Dietro l’apparente modernità della iniziativa dei circoli on line vi è una possibilità di controllo che mette in discussione la democrazia interna poiché tende ad attenuare i contrasti e a creare una coerenza di pensiero unico che garantisca alla dirigenza una vita tranquilla e alla base il solo diritto al mugugno. Il professor Sergio Fabbrini, direttore della School of Government della LUISS, nel suo libro “L’America e i suoi critici”  dice appunto: «La democrazia si basa su contraddizioni (come è proprio che avvenga in società aperte) piuttosto che su coerenze (come pretendono le società chiuse). Sopprimere le contraddizioni vuol dire ostacolare gli antagonismi attraverso l’imposizione di una coerenza stringente fondata sull’elevazione dell’identità  nazionale  a ideologia esclusiva».

Un partito che reca nel suo nome la titolazione di “democratico” per analogia non può imporre coerenze stringenti nel definire la sua identità servendosi di uno schema organizzativo ”liquido” che indebolendo le strutture intermedie e territoriali lasciano di fatto il potere nel ristretto gruppo centrale  e in particolare nelle mani del segretario generale.

Proprio perché è necessario essere un partito aperto, la sua struttura organizzata sia solida e legata ai territori.
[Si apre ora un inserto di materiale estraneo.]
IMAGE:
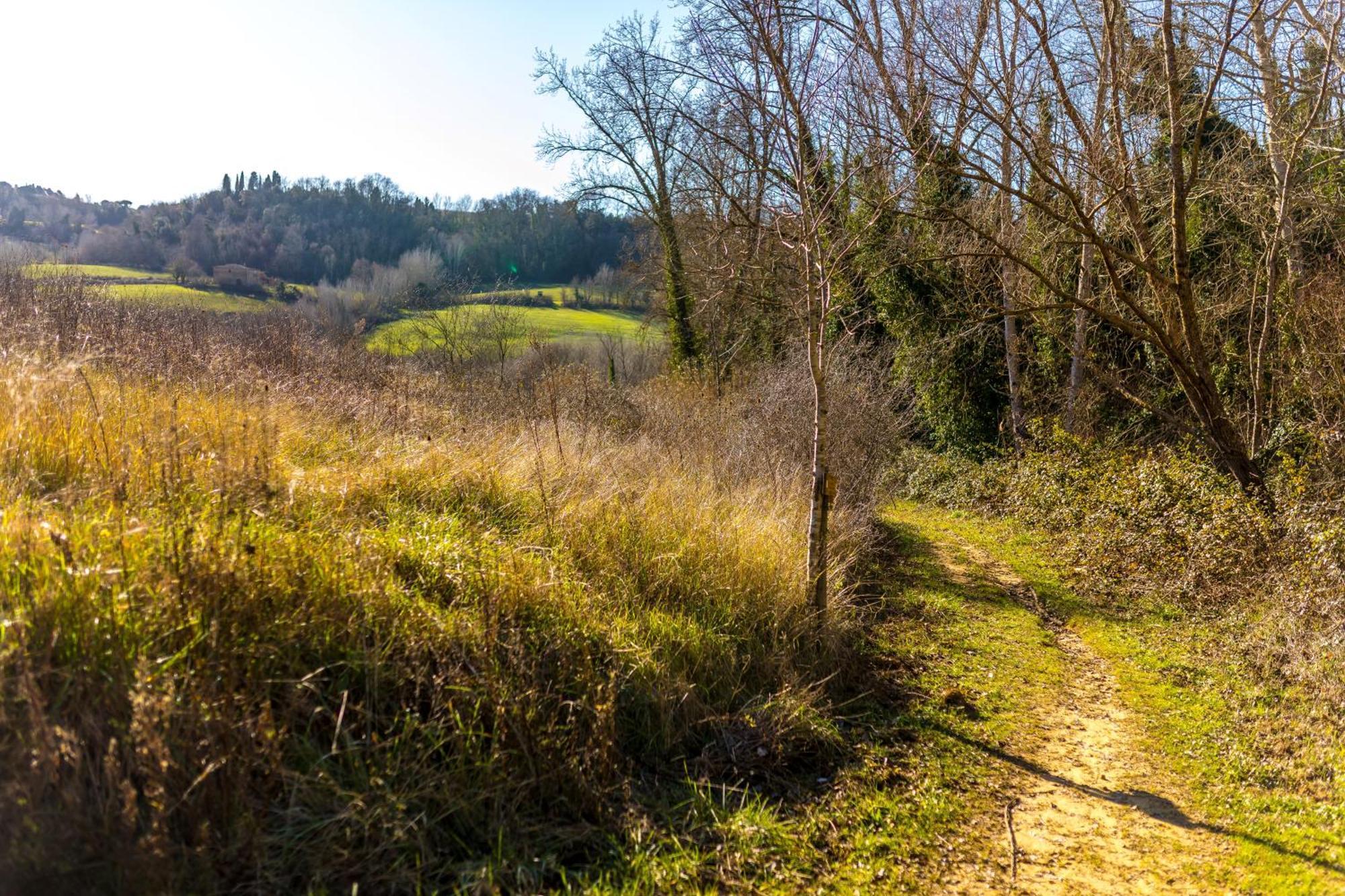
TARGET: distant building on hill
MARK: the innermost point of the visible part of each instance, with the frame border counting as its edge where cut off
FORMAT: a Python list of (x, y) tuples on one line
[(240, 278)]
E’ lo strumento essenziale per evitare al partito un’uniformità sociale e garantire al suo interno la presenza degli strati popolari e di quelli intellettuali, dei lavoratori, precari o no, e della cultura. Un partito che faccia la scelta di rappresentare i ceti che impersonano la volontà di cambiamento, che scelga gli interessi sociali che vuole difendere e che proprio perciò non può essere equivocamente generalista o peggio ancora “nazionale”.